Lawyer proud to be a Utahn and to help fight for Hispanics
It could have started about the time Martinez, a 1st Cavalry foot soldier, was sitting on a rock in Cambodia reading a copy of U.S. News and World Report. "There was Nixon saying we weren't in Cambodia," Martinez recalls with a sardonic laugh.
Now a prominent Utah attorney, Martinez has proven to be the proverbial thorn in the side of the white establishment, particularly as it relates to discrimination and injustices toward Hispanic peoples. "For 99 percent of my clientele, Spanish is their first language," he said.
Unlike most Hispanics who now call Utah home, Martinez was born and raised here. His parents had migrated from New Mexico where his family roots stretch back 330 years. Like thousands of other Hispanics, his father came to work the Bingham copper mine in the years following World War II.

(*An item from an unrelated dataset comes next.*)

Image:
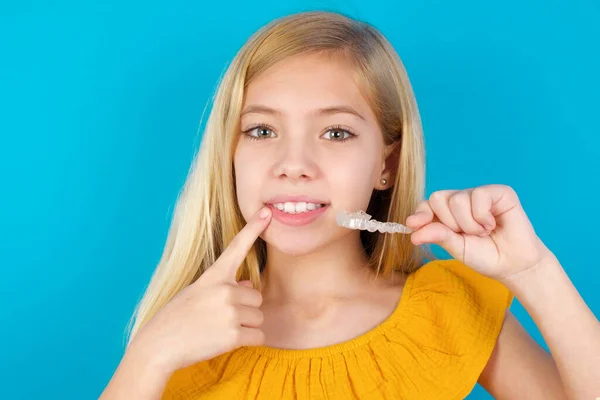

His parents settled in southwest Salt Lake County, raised a family and became a respected part of the diverse working-class communities that defined the mining towns of Bingham and Lark.
"I was as much a Utahn as you can get," Martinez said. "I spoke English, I went to school, I went to college. It was my last name that identified me as as a foreign element, that and the fact I worshipped at a different church (than most Utahns growing up in the 1960s)."
A draftee at age 19, Martinez pulled a two-year hitch in Vietnam from 1969 to 1971.
With the help of a grant from the Ford Foundation, Martinez then found himself attending the University of Utah, the first in his family to pursue a college degree. He was also part of cadre of young Hispanics attending the U. who would go on to be the vanguard for Latinos who would follow their footsteps. Leaders like Andy Valdez, Solomon Chaco and Pete Suazo.
"There weren't very many (Hispanics at the U.) but those that went have had a tremendous impact on Utah politics," he said.
When Martinez graduated from the University of Utah Law School in 1976, he became the first practicing Hispanic lawyer in the state. He credits the diligence of a law professor, Lionel Frankel, who took an interest in him and other minority students, helping them navigate the bureaucratic morass.
Six years later, Martinez was named deputy general counsel of the Equal Employment Opportunity Commission, where he supervised all U.S. government attorneys who enforced employment discrimination laws. He returned in 1984 to carry on the fight for Hispanics in his home state.
He is still challenging the establishment's protestations of innocence. When police say there is no racial profiling, he says baloney. When universities say they are doing enough to recruit Spanish-speaking staff and faculty, he snickers. When a Latino businessman is unjustly accused, he files a lawsuit.